By Dane Anderson
Released March 8th, 2013 - Sony Music
There's no denying Trent Reznor is a musical genius. The way he draws human emotions and rhythms from the most obscure sounds is nothing but amazing. And it would seem he's gone into musical genius overdrive of late in his collaborations with producer Atticus Ross for the award winning movie soundtracks The Social Network and The Girl With The Dragon Tattoo.
Once again they have joined forces, along with Reznor's wifeMariqueen Maandig, to make up the new venture How to Destroy Angels. After releasing two EP's, we are finally introduced to their debut full length release Welcome Oblivion, which combines the industrial experimental electronica we've come to know from Reznor and Ross but this time with the added dimension of Maandig's sultry female voice.
It's not an entirely different departure in sound for Reznor but instead continues on the path set by the aforementioned soundtracks and certain songs from Nine Inch Nails The Fragile and Ghosts I-IV albums.

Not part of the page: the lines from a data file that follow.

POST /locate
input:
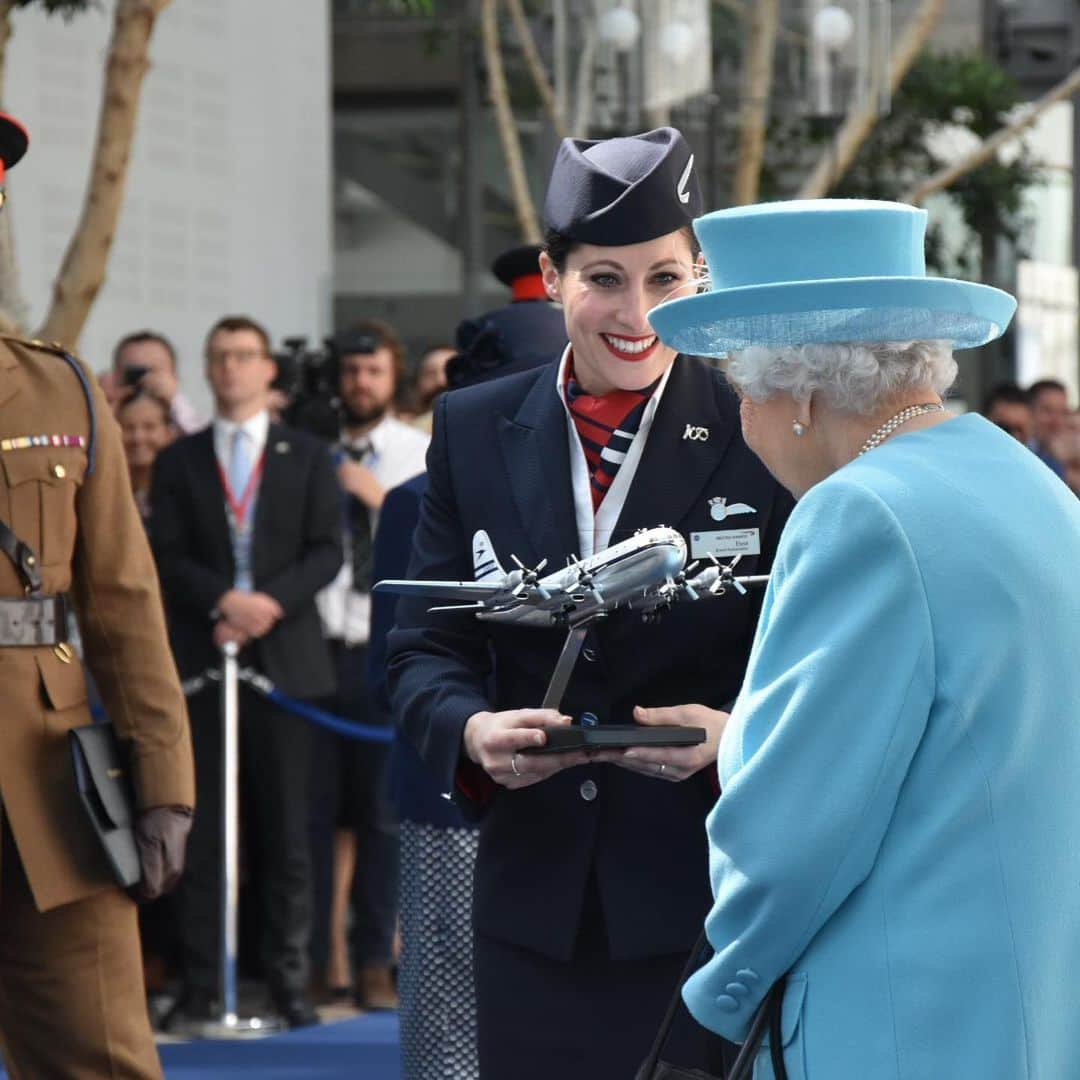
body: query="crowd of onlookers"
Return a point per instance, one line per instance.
(385, 406)
(351, 869)
(1041, 419)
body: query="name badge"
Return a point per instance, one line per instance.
(725, 543)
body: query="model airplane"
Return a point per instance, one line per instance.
(645, 574)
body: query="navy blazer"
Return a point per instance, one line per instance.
(296, 550)
(499, 460)
(413, 785)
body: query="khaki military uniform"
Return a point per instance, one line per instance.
(71, 998)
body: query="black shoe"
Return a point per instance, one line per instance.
(193, 1008)
(295, 1008)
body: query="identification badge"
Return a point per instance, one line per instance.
(725, 543)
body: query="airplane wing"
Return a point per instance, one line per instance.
(475, 592)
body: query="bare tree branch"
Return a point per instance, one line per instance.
(853, 132)
(82, 271)
(754, 106)
(986, 149)
(508, 130)
(744, 11)
(536, 67)
(582, 83)
(13, 307)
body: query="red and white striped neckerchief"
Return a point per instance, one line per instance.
(606, 427)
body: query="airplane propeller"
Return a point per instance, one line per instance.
(529, 579)
(585, 581)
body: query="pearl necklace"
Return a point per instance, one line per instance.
(893, 422)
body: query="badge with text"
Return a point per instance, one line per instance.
(725, 543)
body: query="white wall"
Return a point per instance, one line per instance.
(228, 194)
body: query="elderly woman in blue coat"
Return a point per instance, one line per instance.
(896, 829)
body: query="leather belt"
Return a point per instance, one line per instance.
(34, 620)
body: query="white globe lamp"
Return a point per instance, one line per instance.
(620, 27)
(833, 27)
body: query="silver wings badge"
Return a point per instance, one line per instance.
(718, 508)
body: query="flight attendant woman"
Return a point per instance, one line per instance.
(592, 875)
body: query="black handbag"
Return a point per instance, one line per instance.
(767, 1017)
(105, 790)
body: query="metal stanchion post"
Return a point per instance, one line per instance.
(230, 1024)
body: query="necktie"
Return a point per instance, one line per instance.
(360, 530)
(240, 474)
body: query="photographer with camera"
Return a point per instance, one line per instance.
(145, 362)
(374, 453)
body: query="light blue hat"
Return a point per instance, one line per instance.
(824, 270)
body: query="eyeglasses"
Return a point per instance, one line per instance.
(243, 355)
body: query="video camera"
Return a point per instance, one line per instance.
(309, 378)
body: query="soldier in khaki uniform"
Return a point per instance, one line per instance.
(71, 996)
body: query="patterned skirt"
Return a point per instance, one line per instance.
(435, 972)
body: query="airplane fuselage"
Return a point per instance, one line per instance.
(624, 575)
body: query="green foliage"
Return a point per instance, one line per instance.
(967, 91)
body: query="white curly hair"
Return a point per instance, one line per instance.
(853, 377)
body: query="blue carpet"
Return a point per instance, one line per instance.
(349, 1049)
(364, 1047)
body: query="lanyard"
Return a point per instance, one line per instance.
(240, 508)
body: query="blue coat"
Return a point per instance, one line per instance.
(901, 794)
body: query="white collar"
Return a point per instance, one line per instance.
(255, 427)
(595, 528)
(376, 437)
(650, 409)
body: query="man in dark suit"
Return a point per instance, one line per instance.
(592, 874)
(246, 529)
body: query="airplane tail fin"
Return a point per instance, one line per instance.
(486, 565)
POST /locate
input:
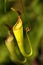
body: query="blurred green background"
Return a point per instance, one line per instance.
(31, 15)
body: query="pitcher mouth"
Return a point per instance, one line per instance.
(18, 24)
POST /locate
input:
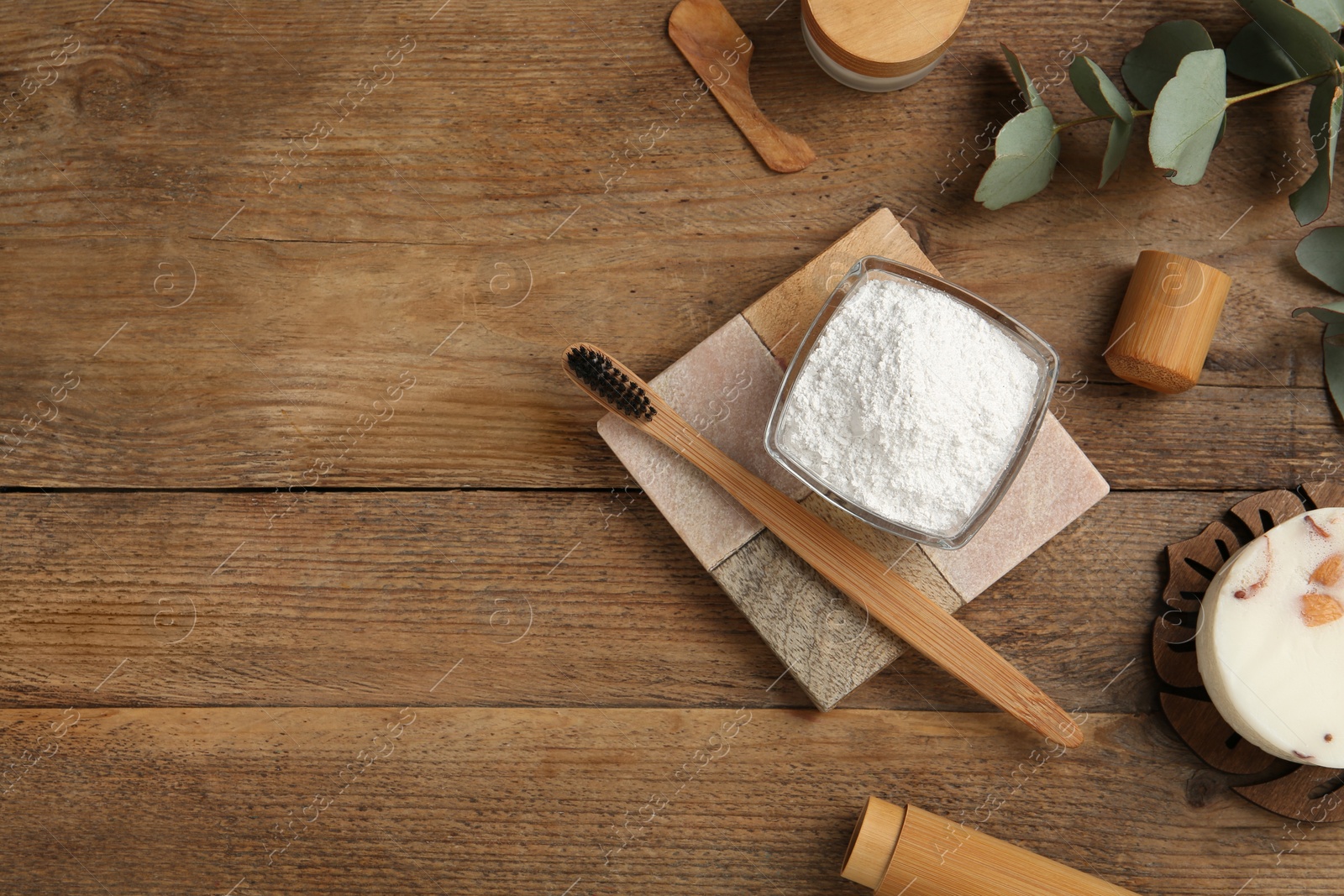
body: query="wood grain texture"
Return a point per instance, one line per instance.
(365, 598)
(507, 801)
(356, 266)
(496, 192)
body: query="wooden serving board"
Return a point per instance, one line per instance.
(1307, 793)
(726, 387)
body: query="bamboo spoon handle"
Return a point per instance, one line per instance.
(721, 54)
(886, 595)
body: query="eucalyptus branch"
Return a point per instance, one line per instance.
(1287, 83)
(1092, 118)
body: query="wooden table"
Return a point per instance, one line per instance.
(319, 578)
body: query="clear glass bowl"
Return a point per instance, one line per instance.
(1035, 348)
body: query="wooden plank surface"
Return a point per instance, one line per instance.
(508, 801)
(312, 459)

First single How Long is a definite highlight with it's almost pop like chorus "How long/How long/can we keep holding on", as is Ice Age which does away with a majority of the bleeps and bloops in favour of an acoustic and catchy tone.
Several of the songs that appeared on last years An Omen EP make the grade for Welcome Oblivion so it's not entirely new material especially if you're familiar with the previous EP release, however of the new songs Recursive Self-Improvement and Hallowed Ground stand out with the latter haunting as an end piece to the album.
Plenty of the songs on Welcome Oblivion have that unmistakable Nine Inch Nails/Trent Reznor sound to it, and you'd expect it to, but it's the female voice of Mariqueen Maandig that adds a new and different dimension. Sure, Reznor's voice is still there but its Maandig's subtlety that only compliments the arrangements without being over the top or obnoxious.
Overall it's Trent Reznor who holds the key to the success and while Welcome Oblivion from How to Destroy Angels won't garner many new fans to the Reznor forum, it still places him firmly as the genius we've come to know, and it still persists with that Reznor trait of each listen brings a new and interesting sound that you wouldn't have heard previously.